COUNT CYCLOMATIC BY HAND
  start at 1, then +1 for each:
    if   else if / elif   for   while   do/while
    case (each one)   &&   ||   ?:   catch
  do NOT count:
    plain else   default   the function header   sequential statements
  trick: count the FORKS, never the JOINS

THRESHOLDS (cyclomatic, rough)
  1–10    simple        ← aim for this
  11–20   getting risky ← go look
  21–50   refactor candidate
  50+     unmaintainable
  "10" = the famous default limit (SonarQube, ESLint, gocyclo)

NESTING IS THE ENEMY (cognitive)
  three FLAT ifs        → same cyclomatic, LOW cognitive
  three NESTED ifs      → same cyclomatic, HIGH cognitive
  each nesting level adds an extra cognitive point

WHEN THE NUMBER IS HIGH
  it means: the function does TOO MUCH → split it
  1) extract a function   (moves decisions out)
  2) early returns        (kills nesting → helps cognitive most)
  fix the DESIGN, not the number — the number follows

Summary¶

Complexity metrics turn a gut feeling into a number you can measure, track, and set limits on.

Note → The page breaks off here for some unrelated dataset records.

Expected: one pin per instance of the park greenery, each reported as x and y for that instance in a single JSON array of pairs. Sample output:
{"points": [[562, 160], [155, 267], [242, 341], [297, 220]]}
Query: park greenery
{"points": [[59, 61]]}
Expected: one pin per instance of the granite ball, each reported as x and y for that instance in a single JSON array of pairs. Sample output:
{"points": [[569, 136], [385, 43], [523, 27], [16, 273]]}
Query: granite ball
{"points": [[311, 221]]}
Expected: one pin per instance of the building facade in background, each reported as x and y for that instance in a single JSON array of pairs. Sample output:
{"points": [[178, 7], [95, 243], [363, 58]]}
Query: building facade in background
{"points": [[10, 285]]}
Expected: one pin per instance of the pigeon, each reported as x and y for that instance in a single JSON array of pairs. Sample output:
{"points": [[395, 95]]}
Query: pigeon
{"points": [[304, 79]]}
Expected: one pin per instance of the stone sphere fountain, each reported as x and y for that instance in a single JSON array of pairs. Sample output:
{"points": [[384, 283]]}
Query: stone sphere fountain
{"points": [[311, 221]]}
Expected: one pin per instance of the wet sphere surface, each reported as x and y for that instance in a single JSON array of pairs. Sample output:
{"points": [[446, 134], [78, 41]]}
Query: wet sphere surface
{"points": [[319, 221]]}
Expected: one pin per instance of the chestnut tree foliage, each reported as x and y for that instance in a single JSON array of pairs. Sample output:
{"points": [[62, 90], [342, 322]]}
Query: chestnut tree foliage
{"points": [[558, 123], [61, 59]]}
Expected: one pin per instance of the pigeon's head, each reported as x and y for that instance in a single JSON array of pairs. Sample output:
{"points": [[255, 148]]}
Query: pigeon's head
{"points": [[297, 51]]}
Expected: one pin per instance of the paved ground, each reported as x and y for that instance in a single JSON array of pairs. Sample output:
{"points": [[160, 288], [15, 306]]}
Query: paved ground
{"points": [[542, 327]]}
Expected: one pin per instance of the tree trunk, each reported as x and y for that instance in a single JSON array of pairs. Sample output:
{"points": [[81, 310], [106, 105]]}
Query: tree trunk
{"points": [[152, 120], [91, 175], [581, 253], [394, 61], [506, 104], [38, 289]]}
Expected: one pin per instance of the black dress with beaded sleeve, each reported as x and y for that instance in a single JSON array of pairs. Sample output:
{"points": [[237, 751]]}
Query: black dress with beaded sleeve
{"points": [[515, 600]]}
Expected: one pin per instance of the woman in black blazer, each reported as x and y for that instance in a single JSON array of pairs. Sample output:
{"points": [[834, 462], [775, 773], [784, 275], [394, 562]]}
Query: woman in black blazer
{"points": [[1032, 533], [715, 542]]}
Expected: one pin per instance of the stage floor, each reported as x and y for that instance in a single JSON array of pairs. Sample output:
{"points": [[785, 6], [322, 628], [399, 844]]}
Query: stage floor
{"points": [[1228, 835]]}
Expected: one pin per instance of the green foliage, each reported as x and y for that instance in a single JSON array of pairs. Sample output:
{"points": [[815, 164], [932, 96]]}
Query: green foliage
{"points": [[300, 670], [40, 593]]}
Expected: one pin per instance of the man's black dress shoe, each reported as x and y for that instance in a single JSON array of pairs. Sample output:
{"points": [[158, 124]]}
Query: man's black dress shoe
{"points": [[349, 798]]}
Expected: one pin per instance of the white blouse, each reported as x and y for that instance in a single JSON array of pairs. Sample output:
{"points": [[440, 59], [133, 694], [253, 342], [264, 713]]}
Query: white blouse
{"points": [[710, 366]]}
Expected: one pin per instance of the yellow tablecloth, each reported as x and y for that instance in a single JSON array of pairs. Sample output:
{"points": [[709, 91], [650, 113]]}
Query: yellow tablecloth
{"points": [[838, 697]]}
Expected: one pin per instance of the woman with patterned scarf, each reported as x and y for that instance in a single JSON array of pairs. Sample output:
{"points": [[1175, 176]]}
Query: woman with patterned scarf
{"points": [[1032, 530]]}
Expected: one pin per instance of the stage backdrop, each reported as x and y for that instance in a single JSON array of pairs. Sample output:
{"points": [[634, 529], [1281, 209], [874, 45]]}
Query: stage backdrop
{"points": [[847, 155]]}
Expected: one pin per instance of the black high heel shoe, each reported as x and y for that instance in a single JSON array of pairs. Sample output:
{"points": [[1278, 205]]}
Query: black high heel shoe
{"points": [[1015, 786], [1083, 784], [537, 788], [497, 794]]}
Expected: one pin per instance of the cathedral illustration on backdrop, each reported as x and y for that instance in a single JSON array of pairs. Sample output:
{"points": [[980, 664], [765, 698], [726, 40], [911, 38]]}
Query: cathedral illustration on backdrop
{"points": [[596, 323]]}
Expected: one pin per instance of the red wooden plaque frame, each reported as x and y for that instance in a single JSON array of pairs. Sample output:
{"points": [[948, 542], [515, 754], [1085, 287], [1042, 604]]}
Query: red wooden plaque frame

The two you'll meet everywhere are cyclomatic and cognitive complexity, and they measure different things.
Cyclomatic complexity counts the independent paths through a function ≈ decision points + 1. Count every if, else if, loop, case, &&, ||, ?:, and catch; do not count plain else, default, or sequential statements. The number is also roughly the minimum tests you need — more paths, more places to be wrong.
Thresholds: 1–10 simple, 11–20 getting risky, 21+ refactor. The famous default is 10. Crossing a threshold means "go read this," not "this is bad."
Cognitive complexity measures how hard code is for a human to read and adds an extra penalty for nesting — which is why three nested ifs score worse than three flat ones even though their cyclomatic complexity is identical. It tends to match your gut better.
A high number almost always means the function does too much. Fix it by extracting functions (move decisions out) and using early returns (kill nesting). Fix the design, and the number drops honestly.

You can now count both metrics by hand on a small function — which means the numbers on a dashboard are no longer mysterious grades but plain counts of paths and nesting, pointing you straight at the code most worth a second look.